Pada 1935, usai Ratu Belanda Wilhelmina memberikan sambutan, semua orang bersorak: “Leve Oranje!” Di tengah-tengah gemuruh sorak tersebut terdengar pekikan: “Indonesia Merdeka!” Sontak semua orang panik. Petugas keamanan segera menyeret orang Indonesia itu dan menghajarnya sampai babak belur. Adalah Roestam Effendi, seorang pejuang yang tidak mengenal rasa takut di tengah negeri penjajah tersebut.

Dilahirkan di Padang, 13 Mei 1903, Roestam merupakan seorang pemikir yang giat menyuarakan kemerdekaan. Setelah lulus dari sekolah tinggi guru untuk bumiputra di Bandung, ia menjadi guru di Siak Sri Indrapura, Riau. Sebelum pergi ke Belanda, Roestam aktif di dunia politik dan sangat giat menuliskan gagasan-gagasannya melalui berbagai media tulis.

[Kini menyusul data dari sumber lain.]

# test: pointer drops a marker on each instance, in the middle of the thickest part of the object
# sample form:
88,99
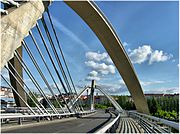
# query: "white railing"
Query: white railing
38,116
114,124
163,121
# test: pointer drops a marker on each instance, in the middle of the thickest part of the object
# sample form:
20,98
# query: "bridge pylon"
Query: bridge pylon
92,95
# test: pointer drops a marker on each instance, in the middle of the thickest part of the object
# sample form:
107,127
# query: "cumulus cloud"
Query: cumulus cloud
115,88
146,53
101,67
147,83
93,75
104,57
159,56
140,54
163,90
125,44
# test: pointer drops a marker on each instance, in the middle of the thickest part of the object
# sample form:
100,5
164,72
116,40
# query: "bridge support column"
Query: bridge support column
14,83
14,28
92,95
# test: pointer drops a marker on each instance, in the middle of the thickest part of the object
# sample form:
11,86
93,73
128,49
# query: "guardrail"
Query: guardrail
112,126
154,121
20,118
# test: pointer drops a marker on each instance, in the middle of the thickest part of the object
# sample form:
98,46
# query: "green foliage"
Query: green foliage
34,97
153,106
126,103
164,107
100,106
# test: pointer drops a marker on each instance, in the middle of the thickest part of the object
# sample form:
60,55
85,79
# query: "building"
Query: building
6,92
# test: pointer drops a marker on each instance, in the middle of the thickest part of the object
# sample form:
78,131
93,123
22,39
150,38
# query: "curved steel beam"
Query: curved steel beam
92,15
115,104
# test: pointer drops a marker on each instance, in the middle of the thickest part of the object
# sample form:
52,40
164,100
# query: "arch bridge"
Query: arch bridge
23,24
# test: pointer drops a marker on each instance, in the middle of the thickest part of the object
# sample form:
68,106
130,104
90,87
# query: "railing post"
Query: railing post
92,95
19,121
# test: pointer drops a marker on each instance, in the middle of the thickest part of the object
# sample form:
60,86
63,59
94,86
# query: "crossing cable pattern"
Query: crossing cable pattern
61,51
69,107
57,57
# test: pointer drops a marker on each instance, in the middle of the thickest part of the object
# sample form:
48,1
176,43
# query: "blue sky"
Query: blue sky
148,30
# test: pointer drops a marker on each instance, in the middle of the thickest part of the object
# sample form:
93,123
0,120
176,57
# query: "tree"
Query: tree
154,106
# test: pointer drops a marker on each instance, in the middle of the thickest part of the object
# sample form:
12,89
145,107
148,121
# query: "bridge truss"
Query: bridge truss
45,63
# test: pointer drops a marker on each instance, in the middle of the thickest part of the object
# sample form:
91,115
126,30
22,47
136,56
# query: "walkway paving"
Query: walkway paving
82,125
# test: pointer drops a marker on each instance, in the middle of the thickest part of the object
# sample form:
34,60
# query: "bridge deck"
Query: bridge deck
128,125
82,125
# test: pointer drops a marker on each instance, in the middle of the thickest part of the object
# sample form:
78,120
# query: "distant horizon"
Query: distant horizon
149,34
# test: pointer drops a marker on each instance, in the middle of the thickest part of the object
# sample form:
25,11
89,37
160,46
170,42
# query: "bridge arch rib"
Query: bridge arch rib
98,23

Pada 1920-an, ia pernah menulis sebuah drama sajak berjudul Bebasari yang dicekal oleh pemerintah Belanda. Isinya dianggap memprovokasi rakyat untuk melawan. Sehingga ketika akan dipentaskan oleh mahasiswa kedokteran di Batavia pemerintah kolonial buru-buru mengeluarkan larangan.

Di Belanda, Roestam aktif bergerak di Perhimpunan Indonesia (PI) pimpinan Mohammad Hatta. Ia dipercaya mengurus majalah perhimpunan tersebut, sekaligus menjadi penghubung antar organisasi di Belanda. Roestam dikenal sebagai seorang radikal. Tampak dalam tulisan-tulisannya yang dimuat majalah-majalah kiri, seperti Links Socialist, De Opbouws, De Anti Muiliteristi, dan De Branding.

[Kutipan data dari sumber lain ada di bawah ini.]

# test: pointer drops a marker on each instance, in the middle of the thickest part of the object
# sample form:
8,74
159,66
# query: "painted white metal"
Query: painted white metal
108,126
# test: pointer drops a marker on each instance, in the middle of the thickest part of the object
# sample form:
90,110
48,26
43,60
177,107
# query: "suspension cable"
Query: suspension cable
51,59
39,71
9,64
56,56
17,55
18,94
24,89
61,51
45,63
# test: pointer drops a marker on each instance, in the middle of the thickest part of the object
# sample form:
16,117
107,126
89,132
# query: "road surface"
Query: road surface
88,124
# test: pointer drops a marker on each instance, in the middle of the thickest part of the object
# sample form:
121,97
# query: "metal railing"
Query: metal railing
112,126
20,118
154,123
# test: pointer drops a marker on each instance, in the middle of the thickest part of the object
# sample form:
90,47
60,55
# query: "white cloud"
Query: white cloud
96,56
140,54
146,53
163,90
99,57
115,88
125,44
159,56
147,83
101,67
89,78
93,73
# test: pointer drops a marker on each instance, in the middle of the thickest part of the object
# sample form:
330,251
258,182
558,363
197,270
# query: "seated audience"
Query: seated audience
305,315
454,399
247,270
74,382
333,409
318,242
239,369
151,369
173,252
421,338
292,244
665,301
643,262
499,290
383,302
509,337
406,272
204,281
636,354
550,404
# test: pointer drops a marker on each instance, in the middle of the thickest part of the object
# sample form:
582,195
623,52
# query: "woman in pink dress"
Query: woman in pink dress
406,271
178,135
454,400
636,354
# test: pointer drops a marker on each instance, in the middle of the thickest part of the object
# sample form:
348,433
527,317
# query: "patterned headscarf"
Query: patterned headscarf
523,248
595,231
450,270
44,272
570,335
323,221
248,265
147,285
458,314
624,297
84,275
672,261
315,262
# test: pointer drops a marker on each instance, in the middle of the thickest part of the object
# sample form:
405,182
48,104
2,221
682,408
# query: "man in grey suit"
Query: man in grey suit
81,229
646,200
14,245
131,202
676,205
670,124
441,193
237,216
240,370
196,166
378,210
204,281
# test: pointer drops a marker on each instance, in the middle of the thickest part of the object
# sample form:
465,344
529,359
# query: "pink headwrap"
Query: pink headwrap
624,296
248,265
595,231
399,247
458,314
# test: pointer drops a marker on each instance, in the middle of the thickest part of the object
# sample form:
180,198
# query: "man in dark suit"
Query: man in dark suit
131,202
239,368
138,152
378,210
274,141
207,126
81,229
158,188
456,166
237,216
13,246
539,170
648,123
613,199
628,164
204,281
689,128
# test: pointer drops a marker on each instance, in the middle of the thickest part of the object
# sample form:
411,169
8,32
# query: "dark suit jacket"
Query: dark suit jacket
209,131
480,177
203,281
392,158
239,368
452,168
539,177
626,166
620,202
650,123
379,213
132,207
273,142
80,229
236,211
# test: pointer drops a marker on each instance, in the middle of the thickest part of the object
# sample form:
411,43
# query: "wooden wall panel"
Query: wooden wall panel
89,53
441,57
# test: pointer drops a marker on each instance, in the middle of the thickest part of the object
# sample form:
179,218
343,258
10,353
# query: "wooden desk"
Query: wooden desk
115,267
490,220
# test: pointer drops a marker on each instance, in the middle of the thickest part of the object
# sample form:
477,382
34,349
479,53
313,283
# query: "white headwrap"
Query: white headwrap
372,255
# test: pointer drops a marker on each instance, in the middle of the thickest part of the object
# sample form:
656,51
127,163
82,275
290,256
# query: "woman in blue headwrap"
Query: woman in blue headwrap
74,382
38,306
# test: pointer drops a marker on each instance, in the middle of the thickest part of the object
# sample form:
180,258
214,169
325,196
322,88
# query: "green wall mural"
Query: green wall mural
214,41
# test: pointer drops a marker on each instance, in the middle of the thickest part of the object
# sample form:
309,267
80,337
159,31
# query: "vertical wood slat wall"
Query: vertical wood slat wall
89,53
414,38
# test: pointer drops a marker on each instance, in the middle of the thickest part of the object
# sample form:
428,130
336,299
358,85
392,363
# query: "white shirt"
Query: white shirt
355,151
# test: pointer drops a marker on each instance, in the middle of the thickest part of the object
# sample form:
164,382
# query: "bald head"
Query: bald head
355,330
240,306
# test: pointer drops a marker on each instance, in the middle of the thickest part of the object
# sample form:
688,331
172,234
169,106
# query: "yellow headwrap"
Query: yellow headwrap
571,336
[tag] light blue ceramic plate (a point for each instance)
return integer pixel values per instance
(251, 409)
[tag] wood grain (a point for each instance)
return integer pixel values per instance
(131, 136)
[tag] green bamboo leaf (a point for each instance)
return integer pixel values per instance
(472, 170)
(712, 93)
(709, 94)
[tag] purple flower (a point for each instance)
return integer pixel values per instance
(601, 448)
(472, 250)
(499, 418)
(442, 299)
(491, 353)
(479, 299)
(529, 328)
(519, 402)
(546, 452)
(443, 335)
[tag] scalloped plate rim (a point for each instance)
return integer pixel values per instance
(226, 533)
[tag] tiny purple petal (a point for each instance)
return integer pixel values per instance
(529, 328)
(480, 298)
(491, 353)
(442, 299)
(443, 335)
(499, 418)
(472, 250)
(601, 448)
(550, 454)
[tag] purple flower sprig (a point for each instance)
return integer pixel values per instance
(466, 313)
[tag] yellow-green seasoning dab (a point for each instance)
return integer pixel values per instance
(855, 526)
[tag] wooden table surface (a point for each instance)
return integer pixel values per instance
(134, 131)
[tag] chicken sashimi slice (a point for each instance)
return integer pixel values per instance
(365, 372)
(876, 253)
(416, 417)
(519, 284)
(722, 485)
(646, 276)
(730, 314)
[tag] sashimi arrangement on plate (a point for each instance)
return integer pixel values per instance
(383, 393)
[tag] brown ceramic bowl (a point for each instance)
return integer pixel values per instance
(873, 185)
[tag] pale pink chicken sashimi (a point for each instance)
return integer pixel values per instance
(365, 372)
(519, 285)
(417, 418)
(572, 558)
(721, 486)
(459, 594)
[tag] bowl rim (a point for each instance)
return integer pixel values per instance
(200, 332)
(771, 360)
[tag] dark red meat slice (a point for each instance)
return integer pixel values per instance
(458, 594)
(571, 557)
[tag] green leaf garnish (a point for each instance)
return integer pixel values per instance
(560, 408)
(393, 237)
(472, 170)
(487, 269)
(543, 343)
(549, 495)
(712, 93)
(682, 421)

Roestam adalah orang Hindia Pertama yang menempati jabatan anggota Majelis Rendah Belanda mewakili Partai Komunis Belanda. Saat itu umurnya 30 tahun, termuda di antara seratus anggota yang ada. Di Parlemen, Roestam dikenal lantang berbicara. Ia tidak takut dengan posisinya sebagai orang Hindia yang sedang dijajah negeri itu.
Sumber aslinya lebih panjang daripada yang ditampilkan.